In Haiti, it's not easy to get anywhere quickly, and most people don't own cars. So when something goes wrong with a birth at home--the baby too small, too weak to cry--these family members make their ways to St. Damien however they can: on the back of a motorcycle or in the back of a tap-tap (the garishly-painted vans and pickup-trucks with seats in the back; the Haitian equivalent of a bus), holding their bundles wrapped loosely in towels, moving as fast as Haiti will allow.
But it's rarely fast enough.
The Haitian tap-tap
Last week, when I would look into the towel, I would invariably find a dead or near-dead infant--cold and cyanotic. Usually premature. All born hours earlier. If they had a heartbeat, I would give them artificial breaths and try to warm them up to see if they would start breathing on their own. Unfortunately, none of them did. Every day last week ended the same way. Any victories, any "saves" made throughout the day, any feeling of accomplishment over a child helped were wiped out at the end of the day by the crushing sense of hopelessness as I tried (despite being aware of the futility) to save those babies who had been so cold and so blue for so long.
This week has been much better.
A group of two residents and two attendings from the Children's Hospital of the King's Daughters in Virginia arrived on Sunday, and at least two of them have been in Urgence with me at all times this week. Fewer of these infants have come in this week, but we've had our share of very sick children, several of whom have died. Still, it has been different with extra people here. Extra hands to help with procedures. Other minds to discuss treatment options. Other souls to share in the joy of the victories and the grief of the failures.
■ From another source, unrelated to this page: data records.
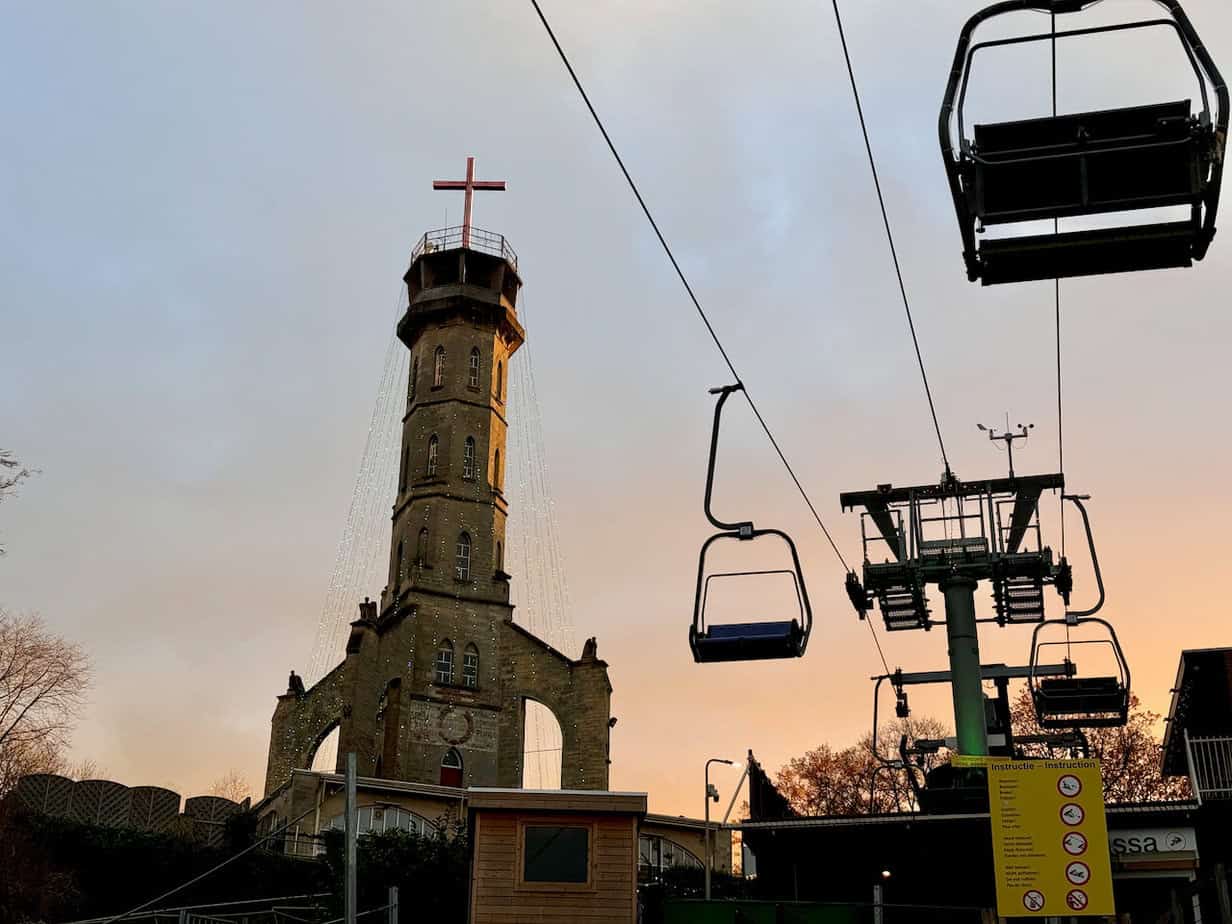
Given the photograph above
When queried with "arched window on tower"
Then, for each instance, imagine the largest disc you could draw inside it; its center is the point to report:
(445, 663)
(451, 768)
(462, 559)
(472, 376)
(471, 667)
(439, 367)
(434, 446)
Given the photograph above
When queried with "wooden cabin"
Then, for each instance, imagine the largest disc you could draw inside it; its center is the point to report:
(561, 855)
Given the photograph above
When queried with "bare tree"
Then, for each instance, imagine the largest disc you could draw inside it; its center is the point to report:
(43, 679)
(853, 780)
(11, 474)
(232, 785)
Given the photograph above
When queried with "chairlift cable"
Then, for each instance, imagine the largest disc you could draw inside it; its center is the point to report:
(693, 297)
(890, 235)
(1056, 296)
(877, 642)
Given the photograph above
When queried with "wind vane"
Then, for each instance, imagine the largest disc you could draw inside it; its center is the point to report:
(470, 184)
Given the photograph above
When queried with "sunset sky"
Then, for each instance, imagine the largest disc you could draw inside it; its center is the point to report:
(206, 211)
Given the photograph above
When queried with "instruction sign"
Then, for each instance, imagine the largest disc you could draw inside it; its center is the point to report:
(1050, 839)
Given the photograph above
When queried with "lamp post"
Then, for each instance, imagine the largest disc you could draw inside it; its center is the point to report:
(879, 897)
(711, 794)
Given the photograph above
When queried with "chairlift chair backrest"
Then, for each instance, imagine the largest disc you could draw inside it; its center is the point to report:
(1081, 701)
(744, 641)
(1089, 163)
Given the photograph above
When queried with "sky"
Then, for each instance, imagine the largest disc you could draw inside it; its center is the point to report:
(205, 214)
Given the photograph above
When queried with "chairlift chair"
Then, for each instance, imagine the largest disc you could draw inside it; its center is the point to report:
(1087, 163)
(1081, 701)
(744, 641)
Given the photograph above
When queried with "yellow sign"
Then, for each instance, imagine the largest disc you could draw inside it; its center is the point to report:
(1050, 839)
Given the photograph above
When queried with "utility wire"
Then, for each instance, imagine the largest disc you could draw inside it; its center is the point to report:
(675, 265)
(877, 642)
(1056, 295)
(211, 871)
(890, 234)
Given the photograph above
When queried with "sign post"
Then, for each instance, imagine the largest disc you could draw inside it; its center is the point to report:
(1050, 838)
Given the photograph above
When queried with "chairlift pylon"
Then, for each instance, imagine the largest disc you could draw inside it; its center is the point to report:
(744, 641)
(1161, 154)
(1076, 701)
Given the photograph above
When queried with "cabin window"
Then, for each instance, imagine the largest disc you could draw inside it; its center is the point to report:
(556, 854)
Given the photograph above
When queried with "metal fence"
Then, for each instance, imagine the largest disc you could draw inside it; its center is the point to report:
(1210, 766)
(451, 238)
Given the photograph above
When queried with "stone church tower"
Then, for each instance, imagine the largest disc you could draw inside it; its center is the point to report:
(436, 674)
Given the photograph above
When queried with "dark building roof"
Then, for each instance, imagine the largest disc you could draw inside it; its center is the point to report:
(1201, 704)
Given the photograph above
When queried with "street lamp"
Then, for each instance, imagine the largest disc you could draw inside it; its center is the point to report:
(879, 897)
(712, 794)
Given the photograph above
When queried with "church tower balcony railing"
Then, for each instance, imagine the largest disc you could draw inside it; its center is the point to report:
(484, 242)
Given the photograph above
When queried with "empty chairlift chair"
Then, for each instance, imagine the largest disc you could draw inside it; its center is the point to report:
(1081, 701)
(1087, 163)
(744, 641)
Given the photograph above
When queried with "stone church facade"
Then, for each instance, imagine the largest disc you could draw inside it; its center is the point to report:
(436, 675)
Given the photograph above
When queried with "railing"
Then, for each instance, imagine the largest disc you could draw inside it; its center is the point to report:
(1210, 766)
(478, 239)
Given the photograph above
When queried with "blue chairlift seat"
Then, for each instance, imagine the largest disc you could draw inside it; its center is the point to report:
(744, 641)
(747, 641)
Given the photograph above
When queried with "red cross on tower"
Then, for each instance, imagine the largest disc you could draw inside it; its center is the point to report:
(470, 184)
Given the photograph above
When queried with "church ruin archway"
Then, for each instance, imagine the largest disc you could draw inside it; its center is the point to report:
(541, 747)
(323, 754)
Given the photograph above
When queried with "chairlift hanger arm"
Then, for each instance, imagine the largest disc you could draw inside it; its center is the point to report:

Yesterday, an 8-month-old came in with severe respiratory distress, to the point of being unresponsive. Less than 5 minutes later, a mother brought in a 9-day-old infant who was also unresponsive, hypothermic, incredibly pale, and had been transferred from another hospital because he had been bleeding out of his umbilical cord stump for 2 days.
Luckily, we had enough people available for one to be able to stand there for 30 minutes and give the 6-month-old continuous breathing treatments, to which she, thankfully, responded, another to hold pressure on the umbilical cord and warm the baby, and another to run the 9-day-old's blood to the lab and insist that they check the hemoglobin and blood type immediately. The hemoglobin was 3.5. (Hemoglobin in a child that age should be somewhere around 12 or 13, and back home we typically transfuse before anyone gets much below 7.) We were able to transfuse her within 30 minutes of her coming through the door, and she quickly woke up and started crying.
Today, both children were alive and well. I have little doubt that if there were not so many of us there, at least one of those children would have died. So, those were saves. Victories. I'll enjoy them while I can.